IP geolocation data is approximate. Country-level attribution is reliable; city-level is not. IPs can be misattributed due to VPNs, proxies, and Tor exit nodes.
AbuseIPDB scores reflect community reports and may include false positives. A high confidence score indicates reported abuse, not confirmed malicious activity. The AbuseIPDB tab on the Threat Map shows N/A when the daily quota is exhausted (resets midnight UTC).
EPSS scores are probabilistic estimates, not certainties. A low EPSS score does not mean a vulnerability is safe to deprioritize.
NVD CVE enrichment (CVSS scoring) can lag publication by days to weeks. NIST experienced a significant enrichment backlog in 2024; some older CVEs may still show incomplete scoring data.
The MITRE ATT&CK browser is driven by a static snapshot and may lag behind MITRE's latest release between manual refreshes.
Daily news commentary is AI-generated and has not been independently fact-checked beyond the provided headlines. Treat it as a starting point, not a final word.
Feed caching means displayed data may be up to several hours behind the source. For time-critical decisions, always verify directly with the originating source.
The CTI pipeline backend runs on a personal workstation. Brief outages may occur during maintenance windows or unexpected downtime. Current collector status is available at /api/health.
MISP IOC data reflects the quality and coverage of the subscribed community feeds. Indicators are not independently verified beyond what the originating feed provides. False positives are possible.
MAC address OUI lookup identifies the registered hardware manufacturer only. It does not identify the specific device, owner, or current user of a MAC address. OUI assignments can be spoofed.
CyberGrind content is informational only and does not constitute legal, compliance, or professional security advice.
This page was last reviewed April 2026. Sources and methodology are updated as the site evolves. If you identify an inaccuracy or have questions about data sourcing, the GitHub repository is publicly available.
7 — Licensing & Attribution
CISA KEV / NVD (NIST) — U.S. government public domain. No restrictions on use.

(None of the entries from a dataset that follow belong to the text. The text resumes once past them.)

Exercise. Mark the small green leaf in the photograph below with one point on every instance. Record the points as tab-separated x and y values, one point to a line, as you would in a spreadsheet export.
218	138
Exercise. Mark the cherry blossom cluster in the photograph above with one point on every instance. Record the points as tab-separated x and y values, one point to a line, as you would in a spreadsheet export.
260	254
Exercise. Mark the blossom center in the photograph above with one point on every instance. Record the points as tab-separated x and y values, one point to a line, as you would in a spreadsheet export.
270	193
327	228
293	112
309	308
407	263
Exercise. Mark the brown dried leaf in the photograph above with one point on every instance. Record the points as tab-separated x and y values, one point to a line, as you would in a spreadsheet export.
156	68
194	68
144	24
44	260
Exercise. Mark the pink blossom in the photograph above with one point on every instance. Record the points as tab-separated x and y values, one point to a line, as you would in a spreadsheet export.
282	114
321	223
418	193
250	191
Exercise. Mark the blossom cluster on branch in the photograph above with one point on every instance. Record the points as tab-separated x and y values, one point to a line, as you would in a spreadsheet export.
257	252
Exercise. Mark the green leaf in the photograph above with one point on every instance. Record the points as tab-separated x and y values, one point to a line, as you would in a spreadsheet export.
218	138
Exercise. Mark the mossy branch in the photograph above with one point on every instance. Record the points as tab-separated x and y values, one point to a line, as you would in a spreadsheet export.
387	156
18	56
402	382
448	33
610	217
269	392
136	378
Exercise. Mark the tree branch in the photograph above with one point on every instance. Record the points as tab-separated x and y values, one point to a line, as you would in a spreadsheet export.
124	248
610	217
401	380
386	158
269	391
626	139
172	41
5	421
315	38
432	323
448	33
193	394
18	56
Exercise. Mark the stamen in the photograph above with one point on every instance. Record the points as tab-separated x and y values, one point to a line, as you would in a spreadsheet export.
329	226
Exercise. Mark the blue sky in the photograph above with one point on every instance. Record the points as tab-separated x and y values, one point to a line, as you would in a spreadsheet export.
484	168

MITRE ATT&CK® — Used under the ATT&CK Terms of Use. ATT&CK® is a registered trademark of The MITRE Corporation.
abuse.ch (URLhaus, MalwareBazaar, Feodo Tracker) — Free for non-commercial use with attribution. See abuse.ch for full terms.
AbuseIPDB — Community-contributed data used under the AbuseIPDB Terms of Service. Attribution provided in tool UI.
VirusTotal — Accessed under the VirusTotal Terms of Service. Data is not stored, redistributed, or commercialized.
Emerging Threats — Open ruleset maintained by Proofpoint. Free for non-commercial use.
FIRST EPSS — Free to use with attribution. See first.org/epss.
NewsAPI — Used under the NewsAPI Terms for development use.
MISP — Open source platform under the AGPL-3.0 License. Community feeds used under their respective terms (CIRCL, Botvrij.eu, abuse.ch, Feodo Tracker).
maclookup.app — Used under the maclookup.app API Terms. OUI data sourced from the IEEE public registry.
CyberGrind is a non-commercial personal portfolio and educational resource. No data collected through these sources is sold, redistributed, or used for purposes outside of site functionality and security education.